- Directed by: Jean-Louis Roy
- Written by: Gabriel Arout
- Starring: Daniel Emilfork Howard Vernon Serge Gainsbourg Jacques Dufilho Ben Carruthers Marie-France Boyer
- Cinematography: Roger Bimpage
- Music by: Alphonse Roy
- Production company: Frajea Film
- Release date: 1967;
- Running time: 90 minutes
- Country: Switzerland
- Language: French

= The Unknown Man of Shandigor =

1967 film

The Unknown Man of Shandigor (French: L'Inconnu de Shandigor) is a 1967 Swiss film directed by Jean-Louis Roy and written by Gabriel Arout. Set around rival efforts to obtain a device capable of neutralising nuclear forces, it was screened in competition at the 1967 Cannes Film Festival and was later shown at festivals including Locarno and the Lumière Film Festival.

== Synopsis ==
Three rival groups, the Soviets, the Americans, and the “Bald Heads”, seek to obtain the Canceler, a machine developed by the scientist Herbert von Krantz that can neutralise nuclear forces.

==Cast==
The cast includes:

- Daniel Emilfork as Herbert von Krantz
- Marie-France Boyer as Sylvaine, le Bonheur
- Ben Carruthers as Manuel, Shadow
- Howard Vernon as Alphaville
- Jacques Dufilho as Schostacovitch, spy

== Reception ==
Glenn Kenny of The New York Times described the film as “a sci-fi fable of the nuclear anxiety age”. Filmdienst wrote that it parodies spy-film clichés in a mode of fantastic realism and praised its imagery, while noting an occasionally superficial emphasis on style.

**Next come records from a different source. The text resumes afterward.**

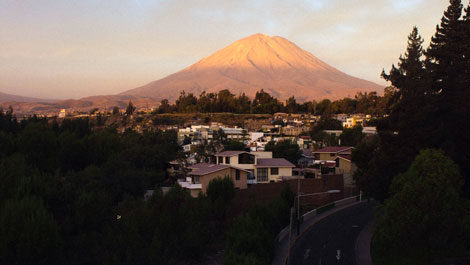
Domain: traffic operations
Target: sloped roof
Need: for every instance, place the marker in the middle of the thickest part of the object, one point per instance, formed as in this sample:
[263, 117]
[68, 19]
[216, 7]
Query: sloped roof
[199, 166]
[307, 153]
[204, 168]
[344, 156]
[230, 153]
[333, 149]
[273, 162]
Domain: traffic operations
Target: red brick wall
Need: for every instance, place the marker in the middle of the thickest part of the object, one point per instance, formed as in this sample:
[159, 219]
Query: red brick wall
[264, 193]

Eye for Film wrote that the film “is such a handsomely shot, gloriously stylised piece of work that it can stand alongside the best of the genre proper”. Filmo described it as a brilliantly crafted work that blends humour and tragedy and still feels very modern.

== Festival screenings ==
The film was screened in competition at the 1967 Cannes Film Festival and was also shown at the Locarno Film Festival and Solothurner Filmtage that year. Among its later festival screenings were the 10th Neuchâtel International Fantastic Film Festival in 2010, the 69th Locarno Film Festival in 2016, and the Lumière Film Festival in Lyon in 2021, where a restored version was presented by Cinémathèque suisse.